If you look at the rmmod hang below it's very similiar.  cpu1 took a segment
table fault while in pcnet32_start_xmit and cpu0 is blocked in pcnet32_interrupt
trying to acquire the spin lock that cpu1 owns.

At this point I'm suspecting a problem with pcnet32.

Comment 3 Tom Coughlan 2006-06-02 17:18:47 UTC
David, does this look familliar at all? Any chance of a fix in more recent kernels?

Comment 4 Jiri Pallich 2012-06-20 15:55:13 UTC
Thank you for submitting this issue for consideration in Red Hat Enterprise Linux.
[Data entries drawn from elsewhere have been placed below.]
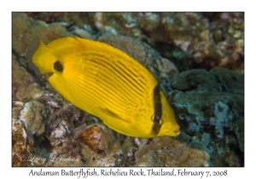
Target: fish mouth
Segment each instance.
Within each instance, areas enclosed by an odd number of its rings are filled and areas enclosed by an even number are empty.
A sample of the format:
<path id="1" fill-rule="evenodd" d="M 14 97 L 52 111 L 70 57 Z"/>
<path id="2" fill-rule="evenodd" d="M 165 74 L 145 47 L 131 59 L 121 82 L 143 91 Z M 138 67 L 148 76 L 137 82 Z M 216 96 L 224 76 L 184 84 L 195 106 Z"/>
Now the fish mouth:
<path id="1" fill-rule="evenodd" d="M 177 129 L 177 130 L 176 130 L 176 131 L 173 131 L 176 135 L 177 135 L 177 136 L 180 134 L 180 130 L 179 130 L 179 128 Z"/>

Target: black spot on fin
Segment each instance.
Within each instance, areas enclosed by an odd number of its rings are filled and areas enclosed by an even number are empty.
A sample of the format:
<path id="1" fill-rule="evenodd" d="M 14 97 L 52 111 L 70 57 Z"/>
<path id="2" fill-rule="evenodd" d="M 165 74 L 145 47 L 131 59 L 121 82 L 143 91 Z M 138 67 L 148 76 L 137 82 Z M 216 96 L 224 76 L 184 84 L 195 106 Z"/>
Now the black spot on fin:
<path id="1" fill-rule="evenodd" d="M 59 72 L 63 72 L 63 66 L 61 64 L 61 62 L 59 61 L 55 61 L 54 63 L 54 68 L 58 71 Z"/>
<path id="2" fill-rule="evenodd" d="M 100 108 L 101 111 L 106 114 L 108 114 L 108 116 L 111 116 L 112 118 L 114 118 L 116 119 L 119 119 L 119 120 L 125 120 L 125 118 L 121 118 L 120 116 L 117 115 L 116 113 L 114 113 L 113 112 L 110 111 L 109 109 L 107 109 L 107 108 Z"/>

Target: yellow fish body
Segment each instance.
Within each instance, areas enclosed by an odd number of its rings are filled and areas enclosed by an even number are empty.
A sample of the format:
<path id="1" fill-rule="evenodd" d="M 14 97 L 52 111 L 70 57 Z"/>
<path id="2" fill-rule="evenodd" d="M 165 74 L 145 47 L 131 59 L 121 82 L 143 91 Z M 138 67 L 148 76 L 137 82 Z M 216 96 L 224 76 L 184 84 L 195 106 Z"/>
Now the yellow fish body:
<path id="1" fill-rule="evenodd" d="M 179 126 L 155 78 L 137 61 L 107 43 L 61 38 L 40 45 L 32 61 L 74 106 L 121 134 L 177 136 Z"/>

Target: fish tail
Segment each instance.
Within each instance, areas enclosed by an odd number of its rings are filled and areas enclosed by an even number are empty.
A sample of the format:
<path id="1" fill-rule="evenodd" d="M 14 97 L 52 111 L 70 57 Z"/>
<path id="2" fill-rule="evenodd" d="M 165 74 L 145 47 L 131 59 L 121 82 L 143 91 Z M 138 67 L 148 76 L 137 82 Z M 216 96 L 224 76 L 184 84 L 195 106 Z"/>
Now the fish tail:
<path id="1" fill-rule="evenodd" d="M 40 40 L 40 44 L 32 56 L 32 61 L 41 73 L 54 72 L 52 64 L 54 64 L 55 60 L 50 51 L 50 49 Z"/>

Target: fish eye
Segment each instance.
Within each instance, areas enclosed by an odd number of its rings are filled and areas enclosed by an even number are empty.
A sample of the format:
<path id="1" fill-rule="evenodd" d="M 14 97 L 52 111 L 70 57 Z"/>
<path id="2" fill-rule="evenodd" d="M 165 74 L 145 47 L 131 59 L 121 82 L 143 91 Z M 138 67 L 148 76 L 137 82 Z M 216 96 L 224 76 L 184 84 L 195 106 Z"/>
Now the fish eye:
<path id="1" fill-rule="evenodd" d="M 61 64 L 61 62 L 59 61 L 56 61 L 55 63 L 54 63 L 54 68 L 58 71 L 59 72 L 63 72 L 63 66 Z"/>
<path id="2" fill-rule="evenodd" d="M 152 120 L 153 123 L 154 123 L 154 119 L 153 119 L 154 116 L 154 114 L 151 116 L 151 120 Z"/>

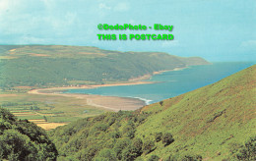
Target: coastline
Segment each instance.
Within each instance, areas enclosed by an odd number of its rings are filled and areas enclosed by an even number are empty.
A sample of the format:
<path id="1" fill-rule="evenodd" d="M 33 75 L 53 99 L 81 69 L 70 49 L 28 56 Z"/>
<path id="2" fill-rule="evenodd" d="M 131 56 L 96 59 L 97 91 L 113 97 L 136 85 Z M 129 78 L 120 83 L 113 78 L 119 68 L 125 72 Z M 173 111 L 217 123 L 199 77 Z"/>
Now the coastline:
<path id="1" fill-rule="evenodd" d="M 116 83 L 106 83 L 106 84 L 94 84 L 94 85 L 81 85 L 81 86 L 62 86 L 62 87 L 49 87 L 49 88 L 37 88 L 30 90 L 29 94 L 41 94 L 41 95 L 54 95 L 54 96 L 66 96 L 66 97 L 75 97 L 78 99 L 86 99 L 87 104 L 103 108 L 110 111 L 119 111 L 119 110 L 137 110 L 145 105 L 148 105 L 150 100 L 145 100 L 137 97 L 118 97 L 118 96 L 102 96 L 95 94 L 78 94 L 78 93 L 62 93 L 61 91 L 67 89 L 83 89 L 83 88 L 96 88 L 103 86 L 121 86 L 121 85 L 136 85 L 136 84 L 149 84 L 149 83 L 158 83 L 157 81 L 146 81 L 154 75 L 160 75 L 164 72 L 170 71 L 180 71 L 186 69 L 183 68 L 174 68 L 172 70 L 164 70 L 154 72 L 153 75 L 144 75 L 139 78 L 130 79 L 128 82 L 116 82 Z M 142 81 L 145 80 L 145 81 Z"/>

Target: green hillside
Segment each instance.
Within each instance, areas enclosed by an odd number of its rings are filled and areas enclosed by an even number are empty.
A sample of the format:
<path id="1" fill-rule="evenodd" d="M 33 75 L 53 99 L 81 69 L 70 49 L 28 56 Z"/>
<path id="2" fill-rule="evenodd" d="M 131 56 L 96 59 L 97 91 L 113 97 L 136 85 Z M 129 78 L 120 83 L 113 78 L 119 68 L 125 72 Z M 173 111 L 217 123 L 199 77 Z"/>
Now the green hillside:
<path id="1" fill-rule="evenodd" d="M 0 45 L 0 87 L 62 86 L 125 81 L 161 70 L 209 64 L 158 52 L 118 52 L 96 47 Z"/>
<path id="2" fill-rule="evenodd" d="M 0 108 L 0 160 L 56 160 L 57 150 L 45 132 Z"/>
<path id="3" fill-rule="evenodd" d="M 49 133 L 60 160 L 255 160 L 256 65 L 216 83 Z"/>

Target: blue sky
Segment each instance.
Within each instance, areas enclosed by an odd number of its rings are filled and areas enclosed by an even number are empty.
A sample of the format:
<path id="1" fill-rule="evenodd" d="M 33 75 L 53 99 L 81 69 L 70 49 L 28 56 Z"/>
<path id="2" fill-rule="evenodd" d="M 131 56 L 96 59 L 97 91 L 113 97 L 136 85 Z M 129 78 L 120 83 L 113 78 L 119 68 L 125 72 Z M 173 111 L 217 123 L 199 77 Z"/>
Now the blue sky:
<path id="1" fill-rule="evenodd" d="M 168 31 L 101 31 L 98 24 L 171 25 Z M 256 60 L 255 0 L 0 0 L 0 44 L 162 51 L 209 61 Z M 100 41 L 97 33 L 172 33 L 171 41 Z"/>

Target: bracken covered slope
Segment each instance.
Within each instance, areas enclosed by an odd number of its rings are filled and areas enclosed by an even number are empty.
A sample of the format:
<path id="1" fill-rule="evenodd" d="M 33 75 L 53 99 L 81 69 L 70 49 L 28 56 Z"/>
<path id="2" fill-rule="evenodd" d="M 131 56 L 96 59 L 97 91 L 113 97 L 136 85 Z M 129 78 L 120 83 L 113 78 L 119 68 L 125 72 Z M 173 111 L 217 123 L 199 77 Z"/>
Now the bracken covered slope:
<path id="1" fill-rule="evenodd" d="M 61 160 L 254 160 L 256 66 L 135 112 L 49 133 Z"/>

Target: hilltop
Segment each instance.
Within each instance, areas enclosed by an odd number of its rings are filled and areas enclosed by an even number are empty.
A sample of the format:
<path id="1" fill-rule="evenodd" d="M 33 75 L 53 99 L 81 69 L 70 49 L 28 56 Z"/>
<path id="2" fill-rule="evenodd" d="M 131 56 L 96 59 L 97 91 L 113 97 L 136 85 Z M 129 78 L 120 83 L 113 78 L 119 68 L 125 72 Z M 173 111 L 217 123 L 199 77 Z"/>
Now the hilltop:
<path id="1" fill-rule="evenodd" d="M 49 133 L 62 160 L 255 160 L 256 66 L 134 112 Z"/>
<path id="2" fill-rule="evenodd" d="M 154 72 L 207 65 L 198 57 L 119 52 L 96 47 L 0 45 L 0 86 L 70 86 L 127 81 Z"/>

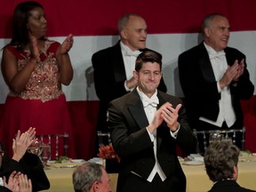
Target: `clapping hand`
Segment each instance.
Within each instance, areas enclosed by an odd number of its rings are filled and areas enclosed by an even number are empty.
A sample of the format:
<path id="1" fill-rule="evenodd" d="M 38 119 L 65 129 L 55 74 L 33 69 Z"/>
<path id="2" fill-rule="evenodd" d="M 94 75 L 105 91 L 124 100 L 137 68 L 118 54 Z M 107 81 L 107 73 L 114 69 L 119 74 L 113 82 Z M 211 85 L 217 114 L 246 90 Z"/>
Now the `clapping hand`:
<path id="1" fill-rule="evenodd" d="M 17 132 L 17 136 L 12 140 L 12 159 L 20 161 L 24 154 L 26 153 L 28 148 L 35 142 L 36 128 L 30 127 L 26 132 L 20 135 L 20 131 Z"/>
<path id="2" fill-rule="evenodd" d="M 12 192 L 32 192 L 31 180 L 28 179 L 26 174 L 21 174 L 16 171 L 11 173 L 8 183 L 4 176 L 4 186 Z"/>
<path id="3" fill-rule="evenodd" d="M 178 117 L 179 117 L 179 110 L 181 108 L 181 104 L 176 106 L 176 108 L 172 108 L 172 105 L 166 105 L 166 107 L 162 108 L 161 116 L 166 123 L 167 126 L 171 129 L 172 132 L 177 131 L 179 127 Z"/>
<path id="4" fill-rule="evenodd" d="M 240 63 L 235 60 L 234 64 L 230 67 L 228 66 L 224 76 L 220 80 L 220 86 L 223 89 L 225 86 L 230 84 L 232 81 L 238 81 L 239 77 L 243 75 L 244 69 L 244 60 L 243 59 Z"/>
<path id="5" fill-rule="evenodd" d="M 60 53 L 61 54 L 68 53 L 71 49 L 71 47 L 73 46 L 73 43 L 74 43 L 73 36 L 72 34 L 69 34 L 61 44 Z"/>

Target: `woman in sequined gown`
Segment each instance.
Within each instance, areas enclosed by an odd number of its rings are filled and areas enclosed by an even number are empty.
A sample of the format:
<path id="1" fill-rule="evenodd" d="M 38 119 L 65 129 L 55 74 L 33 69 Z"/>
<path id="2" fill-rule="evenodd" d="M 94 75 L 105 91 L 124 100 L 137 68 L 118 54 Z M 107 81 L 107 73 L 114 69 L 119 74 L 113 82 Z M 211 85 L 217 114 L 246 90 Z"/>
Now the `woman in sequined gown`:
<path id="1" fill-rule="evenodd" d="M 68 85 L 73 68 L 68 52 L 70 34 L 59 44 L 45 37 L 47 20 L 43 6 L 36 2 L 19 4 L 13 14 L 12 38 L 4 46 L 2 73 L 10 89 L 2 116 L 0 140 L 12 151 L 12 140 L 18 130 L 36 128 L 39 134 L 69 134 L 71 123 L 61 84 Z"/>

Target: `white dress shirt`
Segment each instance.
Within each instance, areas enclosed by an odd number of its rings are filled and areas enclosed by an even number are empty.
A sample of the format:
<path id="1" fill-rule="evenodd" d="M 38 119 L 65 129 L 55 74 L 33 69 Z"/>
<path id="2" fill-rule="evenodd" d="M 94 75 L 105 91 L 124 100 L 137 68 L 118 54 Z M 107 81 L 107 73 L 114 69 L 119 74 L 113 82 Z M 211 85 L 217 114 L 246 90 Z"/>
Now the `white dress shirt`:
<path id="1" fill-rule="evenodd" d="M 149 99 L 147 95 L 145 95 L 142 92 L 140 92 L 138 87 L 137 87 L 137 91 L 139 92 L 139 95 L 140 95 L 142 102 L 143 102 L 143 100 L 145 100 L 145 98 L 147 100 Z M 156 95 L 157 95 L 157 90 L 156 90 L 156 92 L 152 95 L 152 97 L 150 99 L 158 100 L 158 98 Z M 156 114 L 156 107 L 154 107 L 152 105 L 147 105 L 146 107 L 144 107 L 144 110 L 145 110 L 146 116 L 147 116 L 147 118 L 148 120 L 148 123 L 151 123 L 153 118 L 154 118 L 154 116 Z M 153 168 L 153 170 L 152 170 L 151 173 L 149 174 L 147 180 L 151 182 L 153 180 L 155 175 L 157 172 L 158 175 L 160 176 L 161 180 L 164 181 L 166 179 L 166 176 L 165 176 L 164 172 L 163 172 L 163 170 L 162 170 L 162 168 L 158 163 L 157 157 L 156 157 L 156 130 L 155 130 L 155 132 L 153 133 L 150 133 L 148 131 L 148 132 L 149 134 L 151 140 L 154 142 L 154 155 L 155 155 L 156 164 L 155 164 L 155 166 L 154 166 L 154 168 Z"/>
<path id="2" fill-rule="evenodd" d="M 221 127 L 223 122 L 226 121 L 228 126 L 230 127 L 236 122 L 236 115 L 231 102 L 229 86 L 226 86 L 222 90 L 220 86 L 220 80 L 222 78 L 228 68 L 228 62 L 225 52 L 223 50 L 220 52 L 216 52 L 205 43 L 204 44 L 209 54 L 215 80 L 217 81 L 218 91 L 220 92 L 220 100 L 219 100 L 220 113 L 216 122 L 206 119 L 203 116 L 201 116 L 199 119 L 219 127 Z"/>
<path id="3" fill-rule="evenodd" d="M 120 46 L 122 51 L 122 55 L 124 62 L 124 69 L 126 79 L 129 80 L 133 76 L 133 70 L 135 69 L 135 61 L 138 55 L 140 53 L 140 51 L 132 52 L 128 46 L 120 41 Z M 124 82 L 124 87 L 127 92 L 132 91 L 126 85 L 126 81 Z"/>

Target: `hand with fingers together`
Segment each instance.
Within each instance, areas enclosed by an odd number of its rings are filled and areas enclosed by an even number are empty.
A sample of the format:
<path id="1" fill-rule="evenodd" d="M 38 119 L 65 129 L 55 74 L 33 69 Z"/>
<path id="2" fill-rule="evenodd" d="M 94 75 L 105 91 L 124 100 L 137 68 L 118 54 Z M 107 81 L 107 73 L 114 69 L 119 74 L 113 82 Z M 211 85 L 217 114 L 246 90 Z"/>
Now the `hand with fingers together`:
<path id="1" fill-rule="evenodd" d="M 166 105 L 166 107 L 162 108 L 161 116 L 167 126 L 171 129 L 172 132 L 176 132 L 179 128 L 179 110 L 181 108 L 181 104 L 176 106 L 176 108 L 172 108 L 172 105 Z"/>
<path id="2" fill-rule="evenodd" d="M 21 174 L 20 172 L 13 171 L 6 182 L 6 178 L 4 176 L 4 186 L 11 191 L 16 191 L 19 187 L 19 176 Z"/>
<path id="3" fill-rule="evenodd" d="M 35 142 L 36 128 L 30 127 L 26 132 L 20 134 L 19 130 L 17 136 L 12 140 L 12 159 L 19 162 L 24 154 L 26 153 L 28 148 Z"/>

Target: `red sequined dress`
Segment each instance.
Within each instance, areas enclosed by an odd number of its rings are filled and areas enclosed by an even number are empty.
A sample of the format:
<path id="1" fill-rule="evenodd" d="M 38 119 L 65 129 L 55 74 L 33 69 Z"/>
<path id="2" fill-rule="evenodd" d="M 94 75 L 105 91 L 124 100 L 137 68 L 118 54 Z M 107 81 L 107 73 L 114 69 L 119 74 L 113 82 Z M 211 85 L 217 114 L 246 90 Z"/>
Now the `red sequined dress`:
<path id="1" fill-rule="evenodd" d="M 12 139 L 18 130 L 26 132 L 36 127 L 36 135 L 63 134 L 69 135 L 69 156 L 75 156 L 72 150 L 72 132 L 66 97 L 60 83 L 60 67 L 55 53 L 60 46 L 58 42 L 46 40 L 35 70 L 25 90 L 16 94 L 12 91 L 8 94 L 2 118 L 1 132 L 5 149 L 12 154 Z M 7 45 L 18 60 L 18 69 L 21 70 L 30 59 L 29 51 L 18 50 Z"/>

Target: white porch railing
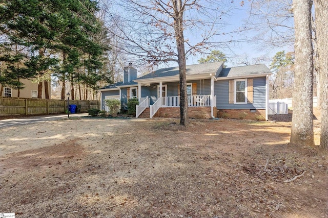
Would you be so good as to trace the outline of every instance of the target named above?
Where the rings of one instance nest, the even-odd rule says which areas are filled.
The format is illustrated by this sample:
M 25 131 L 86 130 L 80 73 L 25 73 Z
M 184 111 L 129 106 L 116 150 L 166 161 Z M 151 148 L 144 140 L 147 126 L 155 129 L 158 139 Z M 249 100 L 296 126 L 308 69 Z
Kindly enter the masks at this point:
M 180 96 L 162 97 L 162 107 L 180 107 Z M 188 107 L 210 107 L 211 95 L 187 96 Z
M 288 104 L 285 102 L 269 102 L 268 108 L 269 115 L 288 114 Z
M 165 97 L 163 97 L 163 98 L 165 98 Z M 161 104 L 160 101 L 161 99 L 162 99 L 161 98 L 159 98 L 158 99 L 157 99 L 157 101 L 155 102 L 155 103 L 153 105 L 150 106 L 150 108 L 149 109 L 150 110 L 150 118 L 151 119 L 153 118 L 153 116 L 154 116 L 156 112 L 157 112 L 159 108 L 161 107 Z
M 136 118 L 138 118 L 145 109 L 149 107 L 149 98 L 148 96 L 140 99 L 141 103 L 139 103 L 139 105 L 135 106 L 135 117 Z

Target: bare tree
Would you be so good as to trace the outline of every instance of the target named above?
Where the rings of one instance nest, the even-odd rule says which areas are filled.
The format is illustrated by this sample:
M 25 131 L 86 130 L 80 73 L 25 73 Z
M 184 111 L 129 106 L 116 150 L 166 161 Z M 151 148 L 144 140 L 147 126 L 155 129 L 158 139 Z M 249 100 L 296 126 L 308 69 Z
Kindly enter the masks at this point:
M 326 159 L 328 155 L 328 2 L 315 0 L 318 55 L 320 66 L 321 126 L 318 155 Z
M 231 34 L 241 30 L 222 31 L 233 4 L 228 1 L 128 0 L 106 6 L 108 31 L 124 42 L 118 44 L 121 51 L 135 55 L 139 64 L 178 63 L 180 124 L 188 125 L 186 59 L 236 40 Z
M 292 45 L 295 41 L 292 0 L 253 0 L 245 25 L 257 33 L 257 41 L 270 46 Z
M 260 49 L 263 46 L 276 47 L 292 47 L 295 42 L 293 0 L 252 0 L 250 1 L 249 17 L 245 20 L 245 26 L 258 33 L 253 39 L 258 43 Z M 320 67 L 317 60 L 316 42 L 315 22 L 312 19 L 312 41 L 314 49 L 314 68 L 316 76 L 314 91 L 320 92 Z M 254 33 L 254 32 L 252 32 Z M 318 97 L 318 106 L 320 105 L 320 96 Z
M 290 144 L 313 146 L 313 49 L 311 32 L 312 1 L 293 2 L 295 22 L 295 84 Z

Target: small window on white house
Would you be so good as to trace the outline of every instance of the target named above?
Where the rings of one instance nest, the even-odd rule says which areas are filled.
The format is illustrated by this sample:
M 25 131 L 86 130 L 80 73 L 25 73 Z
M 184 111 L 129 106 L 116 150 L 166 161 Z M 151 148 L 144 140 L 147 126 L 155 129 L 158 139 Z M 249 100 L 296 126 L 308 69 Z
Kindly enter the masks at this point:
M 11 97 L 11 88 L 5 87 L 5 97 Z
M 131 88 L 130 89 L 131 94 L 130 98 L 133 99 L 134 98 L 138 98 L 138 92 L 137 91 L 137 88 Z
M 37 99 L 37 91 L 36 90 L 32 90 L 32 98 Z
M 235 104 L 247 104 L 247 79 L 235 80 Z

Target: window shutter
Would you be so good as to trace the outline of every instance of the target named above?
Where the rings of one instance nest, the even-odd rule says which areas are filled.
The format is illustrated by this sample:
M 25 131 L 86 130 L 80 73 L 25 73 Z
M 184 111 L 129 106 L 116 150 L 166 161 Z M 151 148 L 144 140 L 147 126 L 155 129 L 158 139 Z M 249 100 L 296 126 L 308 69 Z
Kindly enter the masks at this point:
M 197 95 L 197 83 L 193 83 L 193 95 Z
M 234 96 L 234 81 L 229 80 L 229 104 L 234 104 L 235 99 Z
M 253 79 L 247 79 L 247 103 L 253 104 Z

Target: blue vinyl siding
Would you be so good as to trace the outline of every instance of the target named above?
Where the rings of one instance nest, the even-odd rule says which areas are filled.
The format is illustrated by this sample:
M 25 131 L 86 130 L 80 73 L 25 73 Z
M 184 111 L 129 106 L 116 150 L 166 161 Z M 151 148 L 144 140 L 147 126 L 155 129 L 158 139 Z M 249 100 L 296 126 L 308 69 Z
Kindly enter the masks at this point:
M 101 110 L 105 110 L 105 99 L 106 96 L 119 95 L 119 90 L 105 91 L 101 92 Z
M 229 80 L 214 81 L 214 95 L 218 109 L 265 109 L 265 78 L 254 78 L 253 103 L 229 104 Z
M 128 110 L 128 88 L 121 88 L 121 107 L 122 110 Z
The release for which you requested us to review is now End of Life. 
Please See https://access.redhat.com/support/policy/updates/errata/

If you would like Red Hat to re-consider your feature request for an active release, please re-open the request via appropriate support channels and provide additional supporting details about the importance of this issue.